Germany turned out to be the most vulnerable to the reduction of Russian gas supplies. The local industry has been using cheap Russian-made energy for many years, demonstrating high rates of economic growth, but now the country is forced to reap the benefits of weak supply diversification. The energy crisis for the first time in 20 years has driven inflation in the country to double digits. The authorities expect to curb its growth by limiting energy prices.
The government has previously allocated €300 billion to fight the energy crisis. These amounts are comparable to the overall government borrowing plan for 2022 set at €450bn, of which €140bn was new net borrowing in external markets. Now, Germany's "energy credits" will be added to these expenses. Nevertheless, experts doubt the effectiveness of the measures taken.
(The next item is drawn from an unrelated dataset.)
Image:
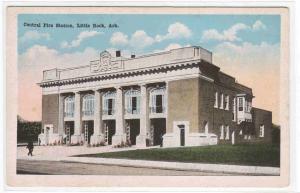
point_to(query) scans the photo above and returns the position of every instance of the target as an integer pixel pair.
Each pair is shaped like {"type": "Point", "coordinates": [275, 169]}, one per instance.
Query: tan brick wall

Lion Hirt, a professor of energy policy at Berlin's Herty School, is convinced that artificial price caps are "absolutely the wrong approach" and will only lead to fuel shortages. He believes that under such conditions, the industry will not take any measures to reduce consumption, and energy reserves will run out faster than the federal government believes.
The German economy has been hardest hit by the energy crisis unfolding in Europe amid cuts in Russian gas supplies. Many enterprises reduce production, transfer it to other jurisdictions and save on energy in every possible way. Experts warn of a possible de-industrialization of Germany due to difficulties in providing energy.